MobileRead Forums - View Single Post - Opinions on Archive.org as free ebook source?

retiredbiker · 06-23-2024, 03:22 PM

The Internet Archive PDFs have become most of the raw material for my retirement hobby: getting pulp magazine and similar stories (and whole issues) into good, illustrated epub books. Work yes, but with good tools I can often do a 70,000-word magazine issue or novel in a few days. (The first one I ever did probably took two months!)

General method, if anyone wants to try. I do all this on a Linux box, but most everything or an equivalent is probably available on any platform:

Find the PDF I want, something like Dime Detective January 1950 just as an example. (If the book is "borrow for an hour", you might need https://financial-accounting-acg2021.../download.html to help get the pdf. The Calibre de-ACSM plugin works for this without Adobe.)

Pull out usable images with pdftopng (https://poppler.freedesktop.org)

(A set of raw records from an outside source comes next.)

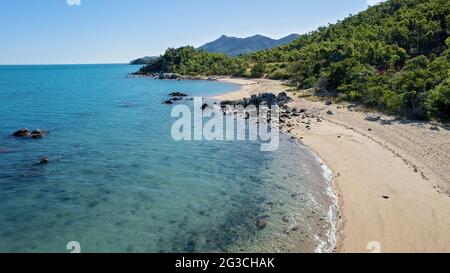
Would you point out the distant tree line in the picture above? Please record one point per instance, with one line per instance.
(394, 56)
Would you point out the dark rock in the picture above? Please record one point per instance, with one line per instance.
(21, 132)
(261, 223)
(38, 133)
(177, 94)
(434, 128)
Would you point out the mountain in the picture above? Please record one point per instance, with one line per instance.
(143, 61)
(394, 57)
(233, 46)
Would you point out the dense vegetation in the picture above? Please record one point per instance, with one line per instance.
(394, 56)
(232, 46)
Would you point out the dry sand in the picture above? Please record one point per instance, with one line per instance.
(392, 176)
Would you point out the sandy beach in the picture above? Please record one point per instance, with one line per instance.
(391, 175)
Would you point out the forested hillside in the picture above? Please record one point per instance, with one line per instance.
(233, 46)
(394, 56)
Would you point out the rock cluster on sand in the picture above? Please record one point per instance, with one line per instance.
(175, 96)
(268, 99)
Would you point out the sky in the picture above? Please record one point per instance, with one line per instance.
(116, 31)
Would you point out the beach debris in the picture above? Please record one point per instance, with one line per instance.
(435, 128)
(262, 99)
(296, 228)
(44, 161)
(21, 132)
(373, 118)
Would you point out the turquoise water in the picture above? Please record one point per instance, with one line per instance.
(117, 182)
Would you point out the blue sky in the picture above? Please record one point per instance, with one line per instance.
(115, 31)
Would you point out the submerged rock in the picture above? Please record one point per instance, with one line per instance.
(177, 94)
(44, 161)
(38, 133)
(262, 223)
(21, 132)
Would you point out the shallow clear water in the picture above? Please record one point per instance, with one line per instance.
(117, 182)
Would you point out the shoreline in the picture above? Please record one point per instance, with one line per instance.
(391, 193)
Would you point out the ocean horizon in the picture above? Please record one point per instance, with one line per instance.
(117, 182)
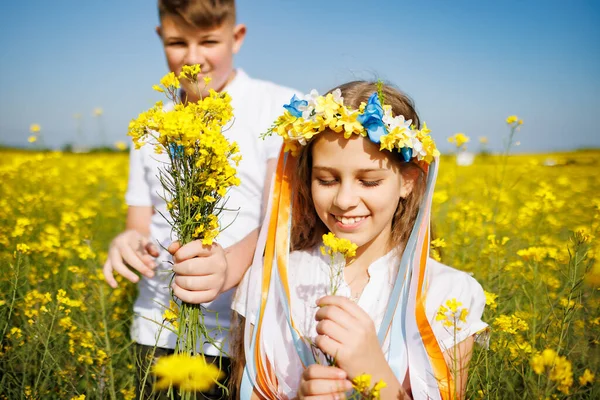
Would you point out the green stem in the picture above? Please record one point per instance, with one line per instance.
(113, 393)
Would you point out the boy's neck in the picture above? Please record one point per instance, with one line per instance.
(193, 97)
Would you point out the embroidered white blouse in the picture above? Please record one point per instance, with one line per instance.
(309, 280)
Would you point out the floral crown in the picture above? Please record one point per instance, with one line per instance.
(304, 119)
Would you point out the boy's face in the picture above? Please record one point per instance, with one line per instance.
(212, 48)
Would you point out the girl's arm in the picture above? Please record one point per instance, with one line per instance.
(458, 359)
(348, 333)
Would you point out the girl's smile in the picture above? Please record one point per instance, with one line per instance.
(356, 189)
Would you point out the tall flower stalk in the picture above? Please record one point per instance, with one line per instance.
(339, 251)
(202, 166)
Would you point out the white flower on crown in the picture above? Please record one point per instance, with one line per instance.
(308, 111)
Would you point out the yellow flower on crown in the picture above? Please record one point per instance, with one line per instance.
(305, 118)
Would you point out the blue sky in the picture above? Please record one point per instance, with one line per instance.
(467, 64)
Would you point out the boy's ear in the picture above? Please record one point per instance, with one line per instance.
(239, 34)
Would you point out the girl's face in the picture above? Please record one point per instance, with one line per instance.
(356, 189)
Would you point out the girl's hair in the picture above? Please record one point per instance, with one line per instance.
(307, 227)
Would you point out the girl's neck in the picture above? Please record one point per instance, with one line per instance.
(367, 254)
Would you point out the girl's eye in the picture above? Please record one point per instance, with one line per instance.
(326, 182)
(371, 183)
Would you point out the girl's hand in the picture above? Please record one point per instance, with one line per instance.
(200, 271)
(323, 382)
(347, 333)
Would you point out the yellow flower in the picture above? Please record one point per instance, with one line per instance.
(171, 314)
(192, 374)
(586, 378)
(490, 300)
(452, 314)
(120, 145)
(362, 382)
(170, 80)
(376, 392)
(459, 139)
(332, 245)
(190, 72)
(510, 324)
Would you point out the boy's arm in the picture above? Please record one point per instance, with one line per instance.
(131, 250)
(202, 272)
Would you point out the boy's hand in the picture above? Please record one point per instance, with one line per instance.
(323, 382)
(200, 271)
(130, 250)
(347, 333)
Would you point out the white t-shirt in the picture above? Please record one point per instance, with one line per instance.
(309, 280)
(256, 104)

If the page images are really bad, which is rare, clean them up with ImageMagick or Scan Taylor Advanced. https://imagemagick.org/script/download.php and/or https://github.com/4lex4/scantailor-advanced

Run OCR page by page, doing each column one at a time, avoiding ads and following "continued on page nnn" instructions: Tesseract OCR using OCRFeeder front end. This sounds horrible but is actually quite quick, several pages a minute with practice. https://wiki.gnome.org/action/show/Apps/OCRFeeder

Take the page-by-page text output and copy it into LibreOffice Writer. I have made a template, .ott file, with about 15 custom styles to handle most all needs for fiction of this type.

I use GIMP to extract and fix up images I want in the book. Scale large images to max 1200 px in largest dimension since target is e-ink readers. In Writer, anchor images "as characters" and keep it simple.

Proofread and correct the Writer document, formatting it with the custom styles. I do this maybe 20 or 30 pages at a time. Each input doc seems to give repeated OCR errors due to typesetting and/or scanning, so this allows find-and-replace corrections in large chunks. (I wish Writer had saved searches like Sigil or Calibre Editor.)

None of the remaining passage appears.